18 – Os direitos dos índios relacionados as suas terras são imprescritíveis e estas são inalienáveis e indisponíveis.

Leia o Capítulo da Constituição Federal

CAPÍTULO VIII

DOS ÍNDIOS

Art. 231. São reconhecidos aos índios sua organização social, costumes, línguas, crenças e tradições, e os direitos originários sobre as terras que tradicionalmente ocupam, competindo à União demarcá-las, proteger e fazer respeitar todos os seus bens.

§ 1º — São terras tradicionalmente ocupadas pelos índios as por eles habitadas em caráter permanente, as utilizadas para suas atividades produtivas, as imprescindíveis à preservação dos recursos ambientais necessários a seu bem-estar e as necessárias a sua reprodução física e cultural, segundo seus usos, costumes e tradições.

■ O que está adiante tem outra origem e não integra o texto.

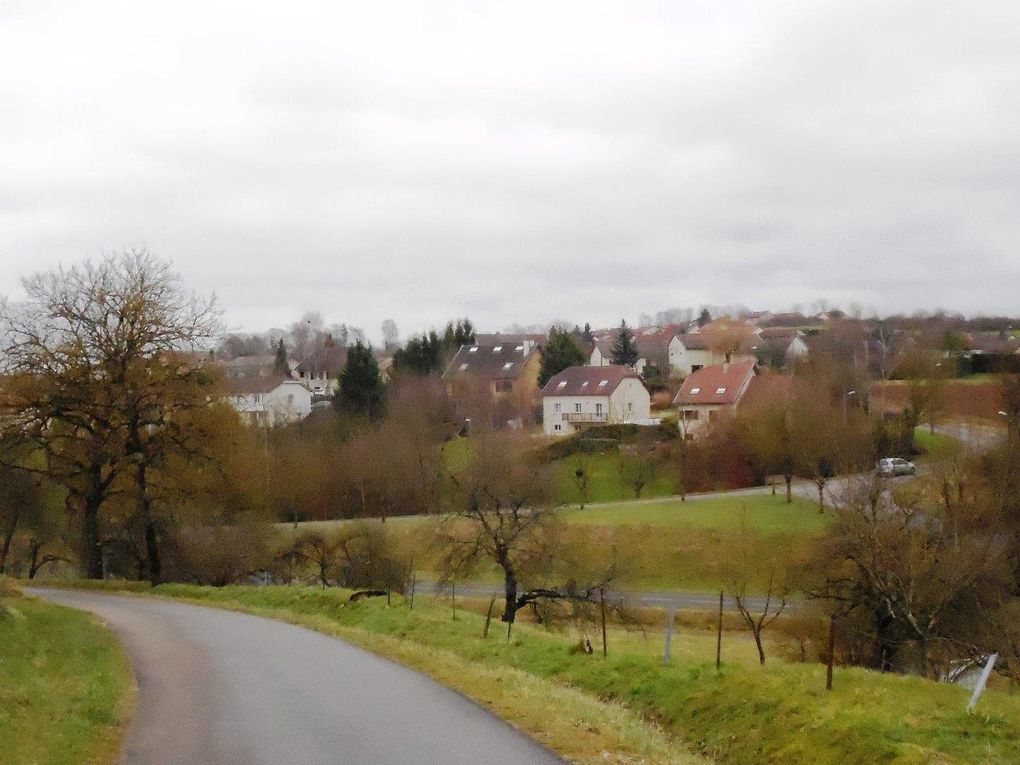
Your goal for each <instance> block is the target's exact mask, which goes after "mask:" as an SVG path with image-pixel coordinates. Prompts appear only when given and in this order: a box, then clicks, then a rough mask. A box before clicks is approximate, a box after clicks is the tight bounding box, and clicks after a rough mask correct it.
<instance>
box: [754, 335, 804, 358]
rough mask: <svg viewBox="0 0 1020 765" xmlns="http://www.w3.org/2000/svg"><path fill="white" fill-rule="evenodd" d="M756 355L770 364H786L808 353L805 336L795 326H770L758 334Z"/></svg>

§ 2º — As terras tradicionalmente ocupadas pelos índios destinam-se a sua posse permanente, cabendo-lhes o usufruto exclusivo das riquezas do solo, dos rios e dos lagos nelas existentes.

§ 3º — O aproveitamento dos recursos hídricos, incluídos os potenciais energéticos, a pesquisa e a lavra das riquezas minerais em terras indígenas só podem ser efetivados com autorização do Congresso Nacional, ouvidas as comunidades afetadas, ficando-lhes assegurada participação nos resultados da lavra, na forma da lei.

§ 4º — As terras de que trata este artigo são inalienáveis e indisponíveis, e os direitos sobre elas, imprescritíveis.

§ 5º — É vedada a remoção dos grupos indígenas de suas terras, salvo, “ad referendum” do Congresso Nacional, em caso de catástrofe ou epidemia que ponha em risco sua população, ou no interesse da soberania do País, após deliberação do Congresso Nacional, garantido, em qualquer hipótese, o retorno imediato logo que cesse o risco.

§ 6º — São nulos e extintos, não produzindo efeitos jurídicos, os atos que tenham por objeto a ocupação, o domínio e a posse das terras a que se refere este artigo, ou a exploração das riquezas naturais do solo, dos rios e dos lagos nelas existentes, ressalvado relevante interesse público da União, segundo o que dispuser lei complementar, não gerando a nulidade e a extinção direito a indenização ou a ações contra a União, salvo, na forma da lei, quanto às benfeitorias derivadas da ocupação de boa fé.

§ 7º — Não se aplica às terras indígenas o disposto no art. 174, § 3º e § 4º.

Art. 232. Os índios, suas comunidades e organizações são partes legítimas para ingressar em juízo em defesa de seus direitos e interesses, intervindo o Ministério Público em todos os atos do processo.